Alejandro Bermúdez

Con los pies en el suelo

Alejandro Bermúdez


Las cosas de comer ¿para cuándo?

17/09/2021

No sé si el politiqueo sin final a que nos tienen sometidos, es una excusa o es que no saben más. Obviamente, las sociedades se organizan para vivir mejor, para tener más seguridad, tener escuelas para que eduquen a nuestros niños, hospitales para curar a los enfermos, carreteras para trasladarnos de un sitio a otro y, a poder ser, una caja común para socorrer a quienes sufren una desgracia o simplemente ya no están en edad de trabajar. Realmente estos son los fines para los que se constituye un Estado.
La idea del Estado no solo es loable sino que, salvo que queramos seguir saltando de rama en rama, haciendo honor al simio que llevamos dentro, es absolutamente imprescindible. El peligro de organizar una maquinaria tan compleja y pesada es que los problemas y cargas que surgen para mantenerla, engullen demasiados recursos, tanto materiales como intelectuales.
España, por desgracia, se ha convertido en un modelo de este Estado que consume los recursos en su organización. Realmente estamos en el inicio del camino. Lo primero para que un Estado funcione es saber quiénes forman parte de él y en España seguimos discutiendo aún algo tan básico que es determinar quiénes somos. Obviamente si no estamos de acuerdo ni siquiera en esto, imagínense cuando se entre en asuntos más concretos como pueden ser, cómo va a ser, quién es y cómo se nombra la máxima autoridad, cómo se divide el territorio para conseguir un funcionamiento más eficaz y hasta cómo vamos a hablar.
Si nos fijamos bien, los españoles no hemos resuelto definitivamente ninguno de esos problemas básicos, porque, hasta quienes usamos la misma lengua, hacemos lo posible por dividirla imponiendo usos representativos de las distintas ideologías.
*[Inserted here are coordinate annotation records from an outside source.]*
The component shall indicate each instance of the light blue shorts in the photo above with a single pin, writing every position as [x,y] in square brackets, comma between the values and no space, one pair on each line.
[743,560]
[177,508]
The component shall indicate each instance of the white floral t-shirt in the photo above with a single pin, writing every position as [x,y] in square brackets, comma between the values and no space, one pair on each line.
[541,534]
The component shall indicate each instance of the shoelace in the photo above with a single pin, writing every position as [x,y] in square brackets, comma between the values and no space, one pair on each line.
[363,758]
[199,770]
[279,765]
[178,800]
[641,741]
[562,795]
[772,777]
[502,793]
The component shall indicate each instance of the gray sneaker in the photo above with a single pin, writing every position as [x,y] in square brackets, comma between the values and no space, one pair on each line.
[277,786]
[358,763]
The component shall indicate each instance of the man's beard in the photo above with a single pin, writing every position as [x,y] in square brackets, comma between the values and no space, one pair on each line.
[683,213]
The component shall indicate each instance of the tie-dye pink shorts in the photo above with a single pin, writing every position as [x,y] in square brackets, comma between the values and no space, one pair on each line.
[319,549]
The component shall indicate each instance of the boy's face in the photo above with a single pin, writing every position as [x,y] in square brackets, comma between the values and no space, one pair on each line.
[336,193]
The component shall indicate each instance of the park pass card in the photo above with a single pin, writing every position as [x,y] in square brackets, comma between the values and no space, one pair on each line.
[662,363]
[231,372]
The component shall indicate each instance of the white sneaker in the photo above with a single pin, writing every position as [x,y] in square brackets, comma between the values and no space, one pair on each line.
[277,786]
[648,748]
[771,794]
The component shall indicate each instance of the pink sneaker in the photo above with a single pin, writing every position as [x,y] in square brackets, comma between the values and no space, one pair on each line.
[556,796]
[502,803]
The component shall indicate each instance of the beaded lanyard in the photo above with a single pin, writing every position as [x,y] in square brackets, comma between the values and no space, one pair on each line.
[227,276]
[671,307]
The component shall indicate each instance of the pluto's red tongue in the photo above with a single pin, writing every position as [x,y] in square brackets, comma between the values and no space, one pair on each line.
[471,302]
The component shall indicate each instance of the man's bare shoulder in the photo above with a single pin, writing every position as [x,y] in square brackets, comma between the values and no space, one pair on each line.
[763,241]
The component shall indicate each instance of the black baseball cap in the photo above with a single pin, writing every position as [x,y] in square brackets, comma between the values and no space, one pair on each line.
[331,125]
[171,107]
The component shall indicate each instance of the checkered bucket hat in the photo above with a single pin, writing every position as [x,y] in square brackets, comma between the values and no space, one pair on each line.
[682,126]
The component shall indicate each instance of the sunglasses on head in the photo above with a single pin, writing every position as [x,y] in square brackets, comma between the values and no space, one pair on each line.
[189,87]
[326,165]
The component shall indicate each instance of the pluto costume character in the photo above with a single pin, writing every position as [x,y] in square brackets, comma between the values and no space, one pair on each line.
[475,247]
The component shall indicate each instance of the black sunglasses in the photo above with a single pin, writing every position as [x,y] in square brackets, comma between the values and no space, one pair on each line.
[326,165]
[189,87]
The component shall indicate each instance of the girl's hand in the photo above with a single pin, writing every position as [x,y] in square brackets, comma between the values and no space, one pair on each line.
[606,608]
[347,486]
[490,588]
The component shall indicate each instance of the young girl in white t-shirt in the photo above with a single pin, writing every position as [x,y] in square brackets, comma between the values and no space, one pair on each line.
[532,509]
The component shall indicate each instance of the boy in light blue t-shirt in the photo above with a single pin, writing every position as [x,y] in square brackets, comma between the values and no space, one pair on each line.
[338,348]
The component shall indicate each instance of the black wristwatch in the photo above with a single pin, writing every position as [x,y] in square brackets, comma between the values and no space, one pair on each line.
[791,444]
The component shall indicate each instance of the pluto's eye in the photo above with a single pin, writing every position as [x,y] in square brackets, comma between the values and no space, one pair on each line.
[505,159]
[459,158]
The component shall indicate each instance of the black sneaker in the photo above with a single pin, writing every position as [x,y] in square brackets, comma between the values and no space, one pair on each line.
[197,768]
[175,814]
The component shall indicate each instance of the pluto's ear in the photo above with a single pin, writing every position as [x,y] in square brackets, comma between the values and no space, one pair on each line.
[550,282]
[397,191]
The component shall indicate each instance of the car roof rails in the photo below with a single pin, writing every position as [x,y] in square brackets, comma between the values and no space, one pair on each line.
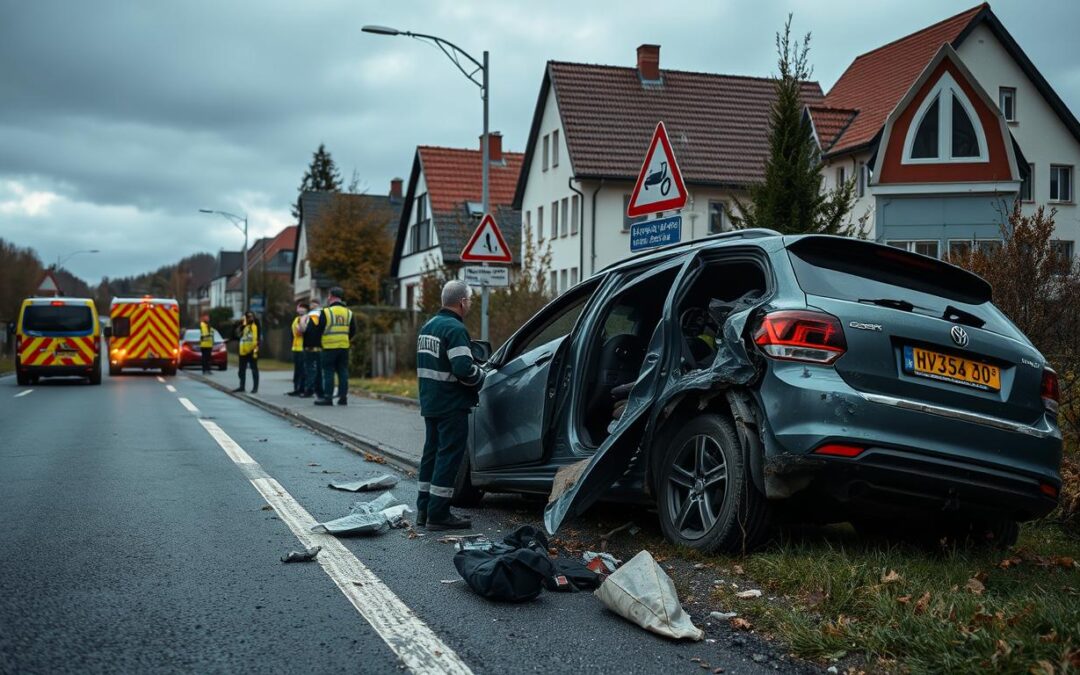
[741,234]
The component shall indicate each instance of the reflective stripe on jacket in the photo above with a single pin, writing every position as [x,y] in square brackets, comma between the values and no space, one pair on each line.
[250,340]
[338,320]
[205,335]
[448,376]
[297,336]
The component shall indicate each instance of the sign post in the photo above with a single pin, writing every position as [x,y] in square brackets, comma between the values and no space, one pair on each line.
[486,245]
[659,188]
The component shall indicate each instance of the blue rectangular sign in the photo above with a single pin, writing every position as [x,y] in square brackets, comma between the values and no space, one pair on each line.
[652,233]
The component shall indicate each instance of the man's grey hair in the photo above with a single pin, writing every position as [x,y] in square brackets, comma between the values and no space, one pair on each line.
[454,292]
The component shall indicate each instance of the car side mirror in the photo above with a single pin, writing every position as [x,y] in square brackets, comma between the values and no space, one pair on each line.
[482,350]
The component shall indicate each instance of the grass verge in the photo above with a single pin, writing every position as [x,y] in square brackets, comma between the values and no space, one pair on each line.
[835,597]
[396,386]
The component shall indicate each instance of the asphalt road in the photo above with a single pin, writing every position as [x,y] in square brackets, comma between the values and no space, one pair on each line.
[136,540]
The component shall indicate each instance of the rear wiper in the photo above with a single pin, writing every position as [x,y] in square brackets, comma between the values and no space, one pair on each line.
[958,315]
[901,305]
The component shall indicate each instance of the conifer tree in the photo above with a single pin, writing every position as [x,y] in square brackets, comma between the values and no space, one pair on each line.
[791,199]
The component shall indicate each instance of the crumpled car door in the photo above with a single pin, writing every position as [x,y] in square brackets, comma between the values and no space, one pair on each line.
[612,457]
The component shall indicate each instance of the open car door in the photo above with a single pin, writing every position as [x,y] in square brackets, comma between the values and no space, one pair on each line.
[612,457]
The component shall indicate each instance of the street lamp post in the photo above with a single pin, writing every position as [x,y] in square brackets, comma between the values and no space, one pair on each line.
[455,53]
[235,220]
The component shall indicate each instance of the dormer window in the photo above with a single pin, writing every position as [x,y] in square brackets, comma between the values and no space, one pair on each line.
[945,127]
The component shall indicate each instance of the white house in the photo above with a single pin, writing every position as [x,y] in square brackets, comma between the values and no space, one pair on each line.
[442,208]
[591,130]
[961,82]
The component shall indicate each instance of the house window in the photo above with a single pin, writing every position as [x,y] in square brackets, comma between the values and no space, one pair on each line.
[1061,184]
[626,220]
[1007,100]
[945,127]
[925,247]
[1062,248]
[716,217]
[1027,186]
[963,247]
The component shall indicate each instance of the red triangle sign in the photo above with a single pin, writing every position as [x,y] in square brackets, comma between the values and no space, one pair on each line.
[486,244]
[660,184]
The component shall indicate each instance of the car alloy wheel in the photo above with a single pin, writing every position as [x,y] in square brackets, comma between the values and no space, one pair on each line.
[698,483]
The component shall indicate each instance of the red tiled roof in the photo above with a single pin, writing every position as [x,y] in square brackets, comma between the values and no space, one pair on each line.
[718,124]
[829,123]
[875,82]
[454,176]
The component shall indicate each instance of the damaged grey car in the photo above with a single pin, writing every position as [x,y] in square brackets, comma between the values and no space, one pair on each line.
[751,377]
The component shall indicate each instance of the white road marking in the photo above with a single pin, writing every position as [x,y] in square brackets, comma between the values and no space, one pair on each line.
[419,649]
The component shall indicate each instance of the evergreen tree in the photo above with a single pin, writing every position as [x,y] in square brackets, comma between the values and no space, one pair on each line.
[791,199]
[322,176]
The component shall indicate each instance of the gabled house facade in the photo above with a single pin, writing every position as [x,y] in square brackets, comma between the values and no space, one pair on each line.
[943,130]
[310,283]
[443,207]
[590,132]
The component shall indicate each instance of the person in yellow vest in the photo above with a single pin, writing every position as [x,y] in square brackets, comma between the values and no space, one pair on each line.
[248,351]
[337,327]
[301,311]
[205,341]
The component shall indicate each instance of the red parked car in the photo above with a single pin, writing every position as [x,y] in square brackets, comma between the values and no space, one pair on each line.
[191,354]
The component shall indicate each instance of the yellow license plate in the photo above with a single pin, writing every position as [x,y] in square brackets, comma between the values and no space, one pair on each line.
[948,368]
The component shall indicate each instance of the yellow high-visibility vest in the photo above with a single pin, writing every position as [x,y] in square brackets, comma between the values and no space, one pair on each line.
[205,335]
[297,336]
[336,329]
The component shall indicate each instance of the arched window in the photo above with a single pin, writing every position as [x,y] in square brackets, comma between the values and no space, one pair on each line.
[945,127]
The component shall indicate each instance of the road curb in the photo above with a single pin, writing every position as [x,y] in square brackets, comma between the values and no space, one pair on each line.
[350,441]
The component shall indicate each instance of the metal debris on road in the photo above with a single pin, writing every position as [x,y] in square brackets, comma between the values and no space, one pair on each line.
[380,482]
[644,594]
[301,556]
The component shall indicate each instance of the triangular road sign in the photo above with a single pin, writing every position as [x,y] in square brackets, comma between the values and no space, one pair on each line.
[660,184]
[486,244]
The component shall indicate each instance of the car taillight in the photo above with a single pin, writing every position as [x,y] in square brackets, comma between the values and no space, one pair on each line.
[1051,392]
[799,335]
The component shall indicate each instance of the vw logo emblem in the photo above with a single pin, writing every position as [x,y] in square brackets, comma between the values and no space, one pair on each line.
[959,336]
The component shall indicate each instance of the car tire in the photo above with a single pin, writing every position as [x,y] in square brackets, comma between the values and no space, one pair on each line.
[706,498]
[464,494]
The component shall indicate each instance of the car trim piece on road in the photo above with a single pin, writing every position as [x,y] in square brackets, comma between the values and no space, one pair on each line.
[986,420]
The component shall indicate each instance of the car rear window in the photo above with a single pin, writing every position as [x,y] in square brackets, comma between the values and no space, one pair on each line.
[855,270]
[58,319]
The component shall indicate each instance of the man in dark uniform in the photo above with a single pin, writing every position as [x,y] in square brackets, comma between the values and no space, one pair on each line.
[449,379]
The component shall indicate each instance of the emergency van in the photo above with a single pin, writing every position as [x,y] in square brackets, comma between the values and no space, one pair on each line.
[145,333]
[57,337]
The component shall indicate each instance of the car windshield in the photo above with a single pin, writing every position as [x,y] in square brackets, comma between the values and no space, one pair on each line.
[58,319]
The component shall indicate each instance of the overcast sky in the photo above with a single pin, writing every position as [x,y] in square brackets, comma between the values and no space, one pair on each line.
[120,120]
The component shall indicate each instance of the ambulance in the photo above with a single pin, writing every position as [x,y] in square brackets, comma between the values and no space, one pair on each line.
[57,337]
[145,333]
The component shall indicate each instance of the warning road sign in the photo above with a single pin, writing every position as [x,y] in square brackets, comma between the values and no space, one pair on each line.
[486,244]
[660,184]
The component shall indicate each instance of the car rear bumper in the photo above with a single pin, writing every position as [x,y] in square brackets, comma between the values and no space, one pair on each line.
[916,455]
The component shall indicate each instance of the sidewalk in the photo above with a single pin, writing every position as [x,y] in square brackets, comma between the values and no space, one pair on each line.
[391,429]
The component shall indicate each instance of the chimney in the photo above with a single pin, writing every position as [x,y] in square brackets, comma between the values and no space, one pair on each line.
[648,63]
[494,147]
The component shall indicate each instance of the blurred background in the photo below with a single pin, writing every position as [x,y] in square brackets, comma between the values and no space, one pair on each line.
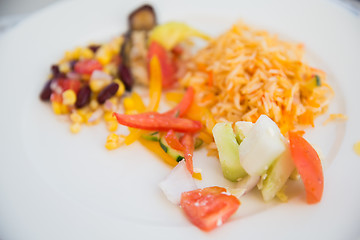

Si hablamos ya de las fronteras, estamos a niveles de auténticos monos, defendiendo cada tribu su trocito de bosque.
Los recursos que consumen todos estos problemas de organización, impiden que tengamos un mejor nivel de servicios, algunos de ellos netamente mejorables.
Una de estas funciones propias del Estado es la administración de justicia. Esta institución que sustituyó ‘la pistola en el cinto’ y los duelos con los vecinos cuando tenemos alguna disputa con ellos. En España la administración de justicia no puede ser más deplorable. Pleitos de años se resuelven, muchas veces, por quienes ni siquiera han ganado la oposición de juez, y ello tras años de absurdos y costosos trámites. Pues resulta que siendo esa la situación de este servicio, en lugar de estudiar su mejora, la superación de formas y trámites decimonónicos y dar respuesta a los problemas de la sociedad, lo que se hace es enfrascarse en una disputa de cómo elegir a quienes han de gobernar este servicio, demostrando que lo que les preocupa, es el interés particular de quienes deberían solucionar el problema, en lugar de mirar por el interés general. Así: quienes tienen mayoría en el Congreso, quieren que los elija el Congreso; quienes no la tienen, quieren que sean los propios jueces quienes elijan su gobierno en los que obviamente están de acuerdo los propios jueces, olvidando que la justicia emana del pueblo. El caso es que los problemas del propio organismo creado para prestar el servicio, impiden que le preste y en tanto la sociedad se sigue preguntando con una paciencia infinita: las cosas de comer ¿para cuándo?